Page 92 of Walking in Darkness
Held.
But I could feel her—could feel her rushing through my bloodstream on a plea.
“Yeah, we are,” I promised quietly as I crammed my other foot into my boot, tying them tight before I shouted, “Right,” when I was suddenly overcome by that sensation.
Swelling and rising.
We were getting close.
Dani gripped the steering wheel with both hands, jerking it hard as she took the turn far faster than was prudent. The tires screamed as we whipped around the corner. But she nailed it, the engine revving high as she blew down the road.
Not a soul was around. Businesses locked up tight, the neighborhoods quiet and dimmed.
Something about it felt different. Like we’d traveled beyond the limits of the city. Or maybe beyond the limits of this world.
The heavens too close.
The clouds, this tumultuous disturbance above. A bolt of lightning cracked through the sinister canopy that rolled in undulating waves above.
“What the fuck?” Timothy drew out on a whisper.
The energy shifted in the car as each of us became aware of the otherworldly.
“He’s here,” I said, gritting it out through the clench of my teeth.
A full-body tremble skated through Dani as she raced beneath it, the buildings becoming scarce, interspersed with open, rolling fields.
I thought she must have felt it, too—this connection with Aria—because she abruptly slammed on the brakes and jerked the wheel to the left when we came to a large open field.
The car pitched hard, and we hit the dirt at high speed. The front slammed against an embankment that sent us flying over the top. We caught the slightest bit of air before we bashed back onto the ground, the car jostling and lurching. The tires spun for a second; then we caught traction again and flew across the rough terrain.
The headlights were extra bright as the front of the car ate up the high grass we could barely see over, the sound of it grating beneath as it scraped on the underside.
When we crested a ridge, Dani smashed on the brakes as the scene came into view in the distance.
A pickup truck was parked out in the field, the headlights left on and illuminating a tree on a hill about a hundred yards away from it. A tree two men were dragging Aria toward, where three more men waited, each of them unable to sit still as they itched with bloodlust.

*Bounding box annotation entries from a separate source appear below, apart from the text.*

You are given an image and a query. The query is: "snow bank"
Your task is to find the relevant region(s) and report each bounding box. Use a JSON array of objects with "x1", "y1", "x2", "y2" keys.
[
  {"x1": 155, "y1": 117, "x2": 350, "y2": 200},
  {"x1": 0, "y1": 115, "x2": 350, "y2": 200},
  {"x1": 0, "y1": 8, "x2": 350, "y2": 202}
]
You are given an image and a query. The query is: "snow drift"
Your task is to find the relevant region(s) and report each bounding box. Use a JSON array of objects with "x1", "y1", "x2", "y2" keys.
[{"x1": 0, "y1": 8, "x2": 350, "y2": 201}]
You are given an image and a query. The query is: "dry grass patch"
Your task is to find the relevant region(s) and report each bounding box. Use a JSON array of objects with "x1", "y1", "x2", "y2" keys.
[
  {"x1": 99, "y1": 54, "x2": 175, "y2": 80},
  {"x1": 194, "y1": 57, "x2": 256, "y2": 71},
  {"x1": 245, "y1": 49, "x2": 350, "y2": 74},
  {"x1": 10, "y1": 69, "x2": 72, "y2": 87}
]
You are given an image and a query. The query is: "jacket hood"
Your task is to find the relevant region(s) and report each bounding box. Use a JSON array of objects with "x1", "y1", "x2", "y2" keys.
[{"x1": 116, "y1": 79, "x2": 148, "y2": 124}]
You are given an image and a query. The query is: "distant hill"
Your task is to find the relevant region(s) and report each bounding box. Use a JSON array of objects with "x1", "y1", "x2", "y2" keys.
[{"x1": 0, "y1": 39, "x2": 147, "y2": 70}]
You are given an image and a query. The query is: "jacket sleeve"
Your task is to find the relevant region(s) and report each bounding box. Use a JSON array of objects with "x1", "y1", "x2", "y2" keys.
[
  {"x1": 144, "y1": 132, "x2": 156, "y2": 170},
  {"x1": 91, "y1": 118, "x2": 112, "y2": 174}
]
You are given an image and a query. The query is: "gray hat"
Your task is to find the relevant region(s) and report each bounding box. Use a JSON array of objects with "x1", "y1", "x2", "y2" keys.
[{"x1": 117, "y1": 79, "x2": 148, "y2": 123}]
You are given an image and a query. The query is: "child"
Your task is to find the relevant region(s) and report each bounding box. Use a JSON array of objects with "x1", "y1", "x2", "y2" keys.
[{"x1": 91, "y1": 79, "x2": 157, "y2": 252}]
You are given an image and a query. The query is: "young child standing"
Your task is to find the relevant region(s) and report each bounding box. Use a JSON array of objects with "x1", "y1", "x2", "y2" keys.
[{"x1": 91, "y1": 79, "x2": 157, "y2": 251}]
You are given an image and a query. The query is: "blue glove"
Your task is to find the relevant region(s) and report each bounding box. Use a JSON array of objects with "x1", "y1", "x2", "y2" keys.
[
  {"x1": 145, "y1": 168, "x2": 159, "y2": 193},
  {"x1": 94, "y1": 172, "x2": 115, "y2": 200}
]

Ice sank down into the depths of me, freezing me in a vat of anguish.
“Oh God, what do we do?” Dani whimpered as she clutched the steering wheel and peered out the windshield.
“You two should stay in the car.” It tortured me to suggest it, but this shit was clearly not stacking in our favor. Something about what was going down was so much bigger than anything I’d faced before.

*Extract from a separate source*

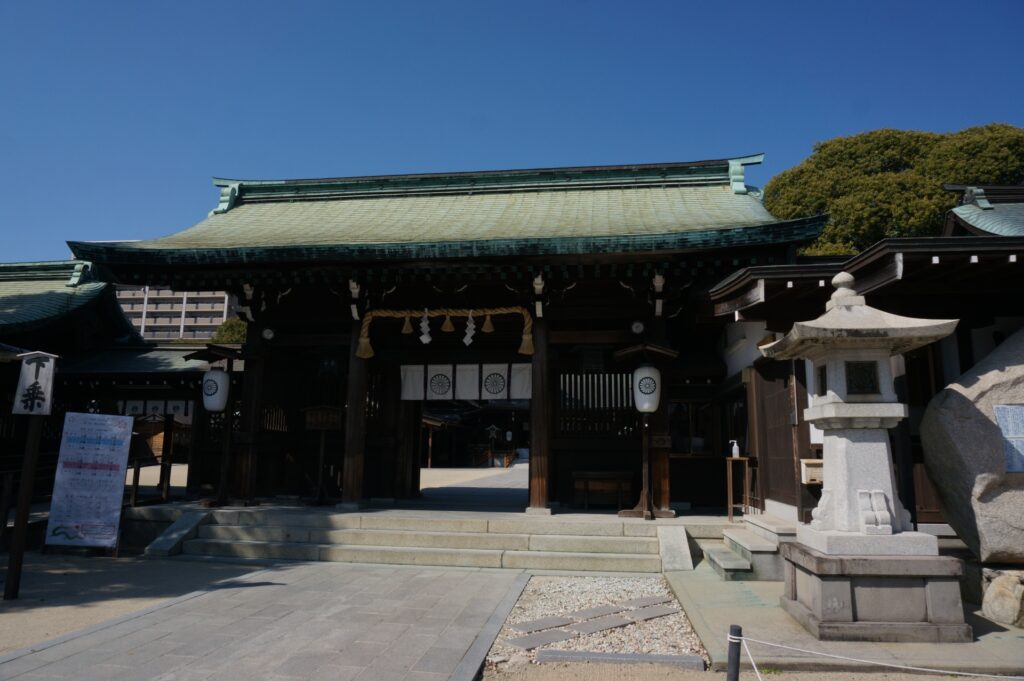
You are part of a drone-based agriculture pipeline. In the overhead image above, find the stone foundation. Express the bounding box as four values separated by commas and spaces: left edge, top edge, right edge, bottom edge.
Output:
779, 542, 974, 643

The men who’d been sent to stop Aria previously had been fully human.
Sure, twisted, deranged, fucked-in-the-heart humans who had no other concern but her utter destruction—but still, human.
Mortal.
But there was something about this that felt off. Like maybe we were being lured straight into a trap, one I couldn’t ask Dani and Timothy to step into.

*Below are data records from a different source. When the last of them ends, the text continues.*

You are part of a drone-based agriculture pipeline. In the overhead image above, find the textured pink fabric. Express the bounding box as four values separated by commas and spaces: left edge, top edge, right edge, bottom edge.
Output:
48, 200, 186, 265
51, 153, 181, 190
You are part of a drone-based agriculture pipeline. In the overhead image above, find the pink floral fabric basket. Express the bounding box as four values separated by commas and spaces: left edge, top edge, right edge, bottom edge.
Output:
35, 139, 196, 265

Dani scoffed. “Don’t even try to pull that bullshit with me, Pax. You act like I haven’t fought in Faydor for longer than you. And yes, I know it’s different. I know here I’m fully human and have all the vulnerabilities that come with that, but this is Aria we’re talking about.”
She flung her hand in Aria’s direction.
“She’s our family, Pax,” Timothy rumbled from behind. “I know you want to protect us, but we’re not sitting on the sidelines—just like you didn’t when you believed Dani was in danger.”
Lightning streaked above. A frisson of energy crackled through the atmosphere, a slow slide of iniquity that lifted every hair on my body.